The cumulative number of complications observed in our study seems to be relatively high. However, most of the major complications were general and not directly related to the LBBAP lead. The case of possible PICM has been noted, but it would presumably also have occurred if RVP had been used instead of LBBAP. This thesis may be supported by our observation that three patients with baseline PICM improved after upgrading from RVP to LBBAP. Moreover, the prevalence of PICM during RVP is more than 10% [20]. On the other hand, most of the minor complications are linked with LBBAP. We reported iatrogenic RBBB in 9.1% of patients intraprocedurally and in 3.3% after one year. The prevalence of this complication may be even higher—19.9% and 6.3%, respectively [11]—while septal perforation occurs in up to 14.4% of patients, usually without further repercussions [19]. The most frequent complication in the follow-up period was the conversion to deep septal pacing, which was noted in 5.5% of cases.
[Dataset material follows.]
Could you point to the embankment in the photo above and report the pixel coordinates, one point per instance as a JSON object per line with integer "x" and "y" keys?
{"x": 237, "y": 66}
Nevertheless, the electrocardiographic effect of this modality is still better than in RVP.

5. Limitations

The main limitations of this study are as follows: (1) the low number and heterogeneity of the CRT population, (2) 19% of the patients did not complete the follow-up period (8% of the patients had died), which may have led to an overestimation of LBBAP’s benefits, (3) a one-year follow-up is still a relatively short period of time, (4) the lack of comparison with RVP excludes a clear assessment of the contribution of the individual mechanisms underlying the heart function improvement and (5) the results of the heart function response predictors analysis depend on the definition of heart function response.

6. Conclusions

The implantation of an LBBAP device seems to be appropriate in a wide range of CRT and bradycardia indications, particularly in patients with RBBB or LBBB. Although an improvement in NT-proBNP and echocardiographic parameters was noted in the entire group, the LBBAP outcomes varied significantly between individuals. Since not only the baseline factors but also some intraprocedural outcomes (shorter V6-RWPT, narrowing of QRS complex, confirmed LBB capture, more basal location of a tip) are possibly related to a better response in some parameters of cardiac function, it may be particularly important to achieve satisfactory results during implantation. The complications connected with the LBBAP lead are usually mild but relatively frequent. Electrocardiographic monitoring of the LBB capture threshold is needed to provide adequate programming of the LBBAP device.